We calculate the expected value (EV) for each outcome using the model’s predicted probabilities and bookmaker odds. We then simulate placing a $1 bet on each positive EV opportunity to calculate total profit and average ROI. This combined analysis helps assess whether following the model’s recommendations would have been profitable historically.


In [None]:
# Use balanced model probabilities for backtest
probs_balanced = pd.DataFrame(logreg_balanced_probs, columns=['Prob_Home', 'Prob_Draw', 'Prob_Away'], index=X_test.index)
X_test_copy = X_test.copy()
X_test_copy['True_Result'] = y_test.values
X_test_copy['Home_Odds'] = df.loc[X_test_copy.index, 'Home_Odds'].values
X_test_copy['Draw_Odds'] = df.loc[X_test_copy.index, 'Draw_Odds'].values
X_test_copy['Away_Odds'] = df.loc[X_test_copy.index, 'Away_Odds'].values
X_test_copy = pd.concat([X_test_copy, probs_balanced], axis=1)

# Calculate EV
X_test_copy['EV_Home'] = (X_test_copy['Prob_Home'] * X_test_copy['Home_Odds']) - (1 - X_test_copy['Prob_Home'])
X_test_copy['EV_Draw'] = (X_test_copy['Prob_Draw'] * X_test_copy['Draw_Odds']) - (1 - X_test_copy['Prob_Draw'])
X_test_copy['EV_Away'] = (X_test_copy['Prob_Away'] * X_test_copy['Away_Odds']) - (1 - X_test_copy['Prob_Away'])
X_test_copy['Best_Bet'] = X_test_copy[['EV_Home', 'EV_Draw', 'EV_Away']].idxmax(axis=1)
X_test_copy['Best_Bet_EV'] = X_test_copy[['EV_Home', 'EV_Draw', 'EV_Away']].max(axis=1)

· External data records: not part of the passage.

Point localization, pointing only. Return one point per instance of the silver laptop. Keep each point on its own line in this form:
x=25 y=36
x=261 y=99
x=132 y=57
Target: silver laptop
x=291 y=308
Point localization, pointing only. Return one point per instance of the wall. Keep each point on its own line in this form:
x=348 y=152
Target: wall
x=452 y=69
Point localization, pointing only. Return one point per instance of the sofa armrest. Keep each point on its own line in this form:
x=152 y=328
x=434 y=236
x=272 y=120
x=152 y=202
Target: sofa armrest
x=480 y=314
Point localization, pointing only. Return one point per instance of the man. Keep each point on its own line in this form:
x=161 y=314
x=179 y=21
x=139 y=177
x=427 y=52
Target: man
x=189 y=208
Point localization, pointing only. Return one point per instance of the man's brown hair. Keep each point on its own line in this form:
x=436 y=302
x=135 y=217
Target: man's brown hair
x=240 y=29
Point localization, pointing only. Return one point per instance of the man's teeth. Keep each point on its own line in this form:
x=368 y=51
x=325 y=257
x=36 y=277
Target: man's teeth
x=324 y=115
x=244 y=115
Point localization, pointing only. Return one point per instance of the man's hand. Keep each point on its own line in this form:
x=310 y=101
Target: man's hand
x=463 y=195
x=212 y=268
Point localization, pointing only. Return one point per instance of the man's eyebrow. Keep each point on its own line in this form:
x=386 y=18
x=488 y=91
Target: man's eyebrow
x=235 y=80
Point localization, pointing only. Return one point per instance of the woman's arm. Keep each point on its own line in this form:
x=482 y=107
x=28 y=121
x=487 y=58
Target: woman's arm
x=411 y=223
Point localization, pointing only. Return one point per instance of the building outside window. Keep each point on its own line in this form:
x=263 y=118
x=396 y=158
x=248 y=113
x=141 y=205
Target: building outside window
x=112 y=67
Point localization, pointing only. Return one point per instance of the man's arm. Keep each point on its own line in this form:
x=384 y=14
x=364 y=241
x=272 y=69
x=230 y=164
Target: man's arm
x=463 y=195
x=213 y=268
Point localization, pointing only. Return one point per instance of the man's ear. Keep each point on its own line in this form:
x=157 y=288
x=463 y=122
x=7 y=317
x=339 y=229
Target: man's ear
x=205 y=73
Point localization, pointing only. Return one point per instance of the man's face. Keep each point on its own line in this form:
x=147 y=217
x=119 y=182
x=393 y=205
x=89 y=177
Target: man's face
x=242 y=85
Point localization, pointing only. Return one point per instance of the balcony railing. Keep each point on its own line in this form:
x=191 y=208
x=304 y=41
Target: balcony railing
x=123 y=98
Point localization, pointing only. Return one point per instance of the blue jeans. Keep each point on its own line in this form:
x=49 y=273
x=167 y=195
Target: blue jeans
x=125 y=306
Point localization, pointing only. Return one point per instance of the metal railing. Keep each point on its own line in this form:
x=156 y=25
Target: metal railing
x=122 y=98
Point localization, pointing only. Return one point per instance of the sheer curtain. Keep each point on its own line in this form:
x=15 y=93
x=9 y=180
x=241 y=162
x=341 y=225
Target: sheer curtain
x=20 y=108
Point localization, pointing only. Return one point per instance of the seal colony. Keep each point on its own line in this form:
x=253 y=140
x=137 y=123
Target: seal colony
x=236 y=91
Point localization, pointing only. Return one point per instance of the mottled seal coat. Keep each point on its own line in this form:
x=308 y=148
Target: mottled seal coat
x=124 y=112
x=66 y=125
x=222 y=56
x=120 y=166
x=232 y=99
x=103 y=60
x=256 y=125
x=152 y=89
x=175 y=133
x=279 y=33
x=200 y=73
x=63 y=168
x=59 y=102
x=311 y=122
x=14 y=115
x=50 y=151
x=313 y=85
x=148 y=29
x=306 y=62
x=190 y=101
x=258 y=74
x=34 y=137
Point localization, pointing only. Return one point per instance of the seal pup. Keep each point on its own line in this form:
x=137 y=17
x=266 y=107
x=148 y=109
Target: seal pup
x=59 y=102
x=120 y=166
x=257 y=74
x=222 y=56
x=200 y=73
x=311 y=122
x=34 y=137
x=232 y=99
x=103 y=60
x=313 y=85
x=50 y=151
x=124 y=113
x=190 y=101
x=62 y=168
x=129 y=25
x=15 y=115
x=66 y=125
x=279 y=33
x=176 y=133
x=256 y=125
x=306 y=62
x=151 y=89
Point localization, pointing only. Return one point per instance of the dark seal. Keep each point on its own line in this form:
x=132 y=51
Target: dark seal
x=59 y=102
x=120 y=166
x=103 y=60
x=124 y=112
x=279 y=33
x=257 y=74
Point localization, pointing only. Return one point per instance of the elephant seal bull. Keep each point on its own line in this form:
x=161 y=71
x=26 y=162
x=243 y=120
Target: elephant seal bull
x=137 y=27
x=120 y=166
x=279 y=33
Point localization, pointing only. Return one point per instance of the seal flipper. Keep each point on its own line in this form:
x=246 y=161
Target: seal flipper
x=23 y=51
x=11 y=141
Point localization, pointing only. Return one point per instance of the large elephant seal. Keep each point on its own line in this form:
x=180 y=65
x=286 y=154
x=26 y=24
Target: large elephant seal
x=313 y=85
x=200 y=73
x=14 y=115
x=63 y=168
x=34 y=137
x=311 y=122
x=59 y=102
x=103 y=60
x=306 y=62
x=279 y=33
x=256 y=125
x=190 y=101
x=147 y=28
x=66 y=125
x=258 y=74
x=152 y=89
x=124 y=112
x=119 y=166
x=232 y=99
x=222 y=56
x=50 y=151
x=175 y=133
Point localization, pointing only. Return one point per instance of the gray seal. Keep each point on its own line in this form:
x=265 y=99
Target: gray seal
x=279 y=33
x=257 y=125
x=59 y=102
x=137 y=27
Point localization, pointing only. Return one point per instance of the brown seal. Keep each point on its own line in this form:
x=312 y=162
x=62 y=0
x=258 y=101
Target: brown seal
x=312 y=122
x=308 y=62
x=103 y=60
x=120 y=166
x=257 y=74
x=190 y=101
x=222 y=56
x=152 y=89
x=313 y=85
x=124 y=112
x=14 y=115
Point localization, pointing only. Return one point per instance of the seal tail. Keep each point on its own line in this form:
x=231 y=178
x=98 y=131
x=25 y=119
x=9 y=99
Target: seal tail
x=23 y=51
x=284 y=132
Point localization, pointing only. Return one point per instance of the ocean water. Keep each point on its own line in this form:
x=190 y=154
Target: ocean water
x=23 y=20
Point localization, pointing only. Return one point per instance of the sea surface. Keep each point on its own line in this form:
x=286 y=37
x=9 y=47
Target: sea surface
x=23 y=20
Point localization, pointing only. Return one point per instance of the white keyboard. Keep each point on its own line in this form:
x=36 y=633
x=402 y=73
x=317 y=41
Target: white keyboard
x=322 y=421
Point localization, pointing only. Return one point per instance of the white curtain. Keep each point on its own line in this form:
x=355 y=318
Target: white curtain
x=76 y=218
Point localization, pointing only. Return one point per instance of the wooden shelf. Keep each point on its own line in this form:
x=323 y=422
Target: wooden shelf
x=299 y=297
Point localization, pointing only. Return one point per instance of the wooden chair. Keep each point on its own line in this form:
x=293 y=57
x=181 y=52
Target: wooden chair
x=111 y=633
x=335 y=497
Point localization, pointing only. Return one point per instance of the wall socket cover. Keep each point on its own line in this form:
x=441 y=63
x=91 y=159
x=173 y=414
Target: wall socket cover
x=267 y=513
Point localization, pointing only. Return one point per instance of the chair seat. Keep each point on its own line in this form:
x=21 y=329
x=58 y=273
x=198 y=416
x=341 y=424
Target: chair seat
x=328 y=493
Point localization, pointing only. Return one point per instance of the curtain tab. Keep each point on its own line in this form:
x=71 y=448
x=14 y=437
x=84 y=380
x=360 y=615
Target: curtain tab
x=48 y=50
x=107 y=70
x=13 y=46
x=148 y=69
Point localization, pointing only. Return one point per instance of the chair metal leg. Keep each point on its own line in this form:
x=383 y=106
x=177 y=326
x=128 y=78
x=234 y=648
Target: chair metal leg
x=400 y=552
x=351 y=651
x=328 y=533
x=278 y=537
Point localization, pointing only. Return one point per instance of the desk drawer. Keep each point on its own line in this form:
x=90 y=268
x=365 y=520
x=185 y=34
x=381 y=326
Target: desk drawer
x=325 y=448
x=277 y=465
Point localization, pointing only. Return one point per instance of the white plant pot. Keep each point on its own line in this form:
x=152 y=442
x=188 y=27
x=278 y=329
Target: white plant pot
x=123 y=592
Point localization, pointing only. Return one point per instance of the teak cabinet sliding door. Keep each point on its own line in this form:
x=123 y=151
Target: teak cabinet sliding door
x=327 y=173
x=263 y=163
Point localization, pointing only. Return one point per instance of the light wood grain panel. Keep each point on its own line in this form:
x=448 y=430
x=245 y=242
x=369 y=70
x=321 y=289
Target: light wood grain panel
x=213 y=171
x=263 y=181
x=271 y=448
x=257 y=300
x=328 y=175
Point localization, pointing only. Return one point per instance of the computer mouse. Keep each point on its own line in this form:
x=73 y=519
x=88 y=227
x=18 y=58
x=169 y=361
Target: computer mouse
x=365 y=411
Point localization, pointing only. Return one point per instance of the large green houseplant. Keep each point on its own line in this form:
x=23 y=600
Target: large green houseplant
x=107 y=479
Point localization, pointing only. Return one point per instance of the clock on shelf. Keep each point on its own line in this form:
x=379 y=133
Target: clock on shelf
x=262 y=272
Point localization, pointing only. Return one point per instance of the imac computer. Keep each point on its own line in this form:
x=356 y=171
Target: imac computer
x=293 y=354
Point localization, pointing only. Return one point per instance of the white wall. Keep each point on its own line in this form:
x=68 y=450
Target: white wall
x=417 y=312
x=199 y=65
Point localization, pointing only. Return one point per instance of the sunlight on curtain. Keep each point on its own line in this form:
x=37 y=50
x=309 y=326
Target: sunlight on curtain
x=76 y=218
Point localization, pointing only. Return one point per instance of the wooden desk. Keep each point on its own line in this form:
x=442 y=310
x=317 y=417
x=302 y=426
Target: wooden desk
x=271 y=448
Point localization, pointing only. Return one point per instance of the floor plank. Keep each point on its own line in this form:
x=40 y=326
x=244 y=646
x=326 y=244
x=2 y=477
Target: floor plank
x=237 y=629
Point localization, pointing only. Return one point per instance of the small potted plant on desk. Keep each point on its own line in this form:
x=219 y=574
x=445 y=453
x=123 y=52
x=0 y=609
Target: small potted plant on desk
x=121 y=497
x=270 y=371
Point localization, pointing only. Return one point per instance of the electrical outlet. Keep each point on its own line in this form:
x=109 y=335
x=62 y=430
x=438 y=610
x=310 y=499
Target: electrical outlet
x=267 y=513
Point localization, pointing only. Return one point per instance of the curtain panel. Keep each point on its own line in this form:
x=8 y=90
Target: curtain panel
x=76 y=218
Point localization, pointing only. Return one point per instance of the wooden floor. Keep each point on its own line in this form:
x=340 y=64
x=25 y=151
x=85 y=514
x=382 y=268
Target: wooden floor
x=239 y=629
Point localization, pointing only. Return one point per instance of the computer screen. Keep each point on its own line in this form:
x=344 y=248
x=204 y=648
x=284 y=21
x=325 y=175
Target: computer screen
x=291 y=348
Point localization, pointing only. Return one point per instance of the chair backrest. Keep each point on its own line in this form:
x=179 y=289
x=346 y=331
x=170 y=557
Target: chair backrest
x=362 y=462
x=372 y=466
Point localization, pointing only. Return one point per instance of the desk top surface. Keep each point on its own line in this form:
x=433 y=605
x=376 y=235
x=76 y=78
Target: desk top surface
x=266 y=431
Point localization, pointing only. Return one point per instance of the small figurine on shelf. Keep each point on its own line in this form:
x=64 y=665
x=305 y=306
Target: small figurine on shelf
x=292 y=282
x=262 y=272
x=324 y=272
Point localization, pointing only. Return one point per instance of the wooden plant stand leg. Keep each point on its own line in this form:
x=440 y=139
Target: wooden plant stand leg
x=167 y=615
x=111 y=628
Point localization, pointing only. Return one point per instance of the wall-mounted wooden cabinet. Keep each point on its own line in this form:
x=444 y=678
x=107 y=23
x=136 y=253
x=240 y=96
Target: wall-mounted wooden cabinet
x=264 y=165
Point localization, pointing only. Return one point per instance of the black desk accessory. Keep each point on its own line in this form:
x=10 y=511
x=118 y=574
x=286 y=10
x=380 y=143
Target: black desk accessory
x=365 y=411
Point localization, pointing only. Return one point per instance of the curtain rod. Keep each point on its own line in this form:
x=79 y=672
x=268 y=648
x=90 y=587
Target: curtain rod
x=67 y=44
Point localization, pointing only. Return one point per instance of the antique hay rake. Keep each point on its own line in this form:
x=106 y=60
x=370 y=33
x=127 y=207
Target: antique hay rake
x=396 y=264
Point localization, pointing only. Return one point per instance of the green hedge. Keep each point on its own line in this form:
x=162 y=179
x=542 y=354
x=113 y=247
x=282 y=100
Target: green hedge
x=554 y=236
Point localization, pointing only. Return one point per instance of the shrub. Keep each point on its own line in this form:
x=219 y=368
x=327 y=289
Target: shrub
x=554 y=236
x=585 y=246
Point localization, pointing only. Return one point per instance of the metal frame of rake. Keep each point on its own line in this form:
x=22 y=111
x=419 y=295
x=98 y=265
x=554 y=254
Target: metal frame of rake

# Backtest: assume $1 per +EV bet
positive_ev_bets = X_test_copy[X_test_copy['Best_Bet_EV'] > 0]
def check_win(row):
    if row['Best_Bet'] == 'EV_Home' and row['True_Result'] == 0:
        return row['Home_Odds'] - 1  # Profit = odds - stake
    elif row['Best_Bet'] == 'EV_Draw' and row['True_Result'] == 1:
        return row['Draw_Odds'] - 1
    elif row['Best_Bet'] == 'EV_Away' and row['True_Result'] == 2:
        return row['Away_Odds'] - 1
    else:
        return -1  # Loss = -1 stake

positive_ev_bets['Profit'] = positive_ev_bets.apply(check_win, axis=1)
total_profit = positive_ev_bets['Profit'].sum()
num_bets = len(positive_ev_bets)
roi = total_profit / num_bets if num_bets > 0 else 0

print(f"Backtest Results on {num_bets} +EV Bets:")
print(f"Total Profit: ${total_profit:.2f}")
print(f"ROI per bet: {roi:.2f}")


### Results and Discussion

We visualize the distribution of positive EV bets, highlight the top five bets, and summarize the average, maximum, and minimum EV across all bets. These insights help us interpret how promising the model's recommendations are and which betting opportunities stand out.


In [None]:
import matplotlib.pyplot as plt

# Plot distribution of best EV
plt.figure(figsize=(8, 5))
plt.hist(positive_ev_bets['Best_Bet_EV'], bins=20, edgecolor='k')
plt.title('Distribution of Positive Expected Value (EV) Bets')
plt.xlabel('Expected Value')
plt.ylabel('Number of Bets')
plt.show()

# Show top 5 bets by EV
top_ev_bets = positive_ev_bets.sort_values('Best_Bet_EV', ascending=False).head()
print("Top 5 +EV Bets:")
print(top_ev_bets[['Best_Bet', 'Best_Bet_EV', 'Prob_Home', 'Prob_Draw', 'Prob_Away', 'Home_Odds', 'Draw_Odds', 'Away_Odds']])

# Summary stats
mean_ev = positive_ev_bets['Best_Bet_EV'].mean()
max_ev = positive_ev_bets['Best_Bet_EV'].max()
min_ev = positive_ev_bets['Best_Bet_EV'].min()

print(f"\nSummary of Positive EV Bets:")
print(f"Average EV: {mean_ev:.3f}")
print(f"Max EV: {max_ev:.3f}")
print(f"Min EV: {min_ev:.3f}")


### Limitations and Future Work

While our project successfully identifies positive expected value (EV) betting opportunities using historical English Premier League data, there are several limitations. 

First, we rely solely on bookmaker odds and historical match outcomes, without incorporating richer features like recent team form, player injuries, or lineup changes. Our models also assume that past betting market inefficiencies will continue into the future, which may not hold true.

Additionally, our sample size is limited to one season, and we only use simple models (logistic regression, random forest). More advanced methods like gradient boosting, ensemble models, or deep learning could potentially improve predictions.

In the future, we aim to incorporate live odds data using APIs, expand the feature set with advanced team and player statistics, and perform longer-term backtests across multiple seasons to better assess strategy robustness.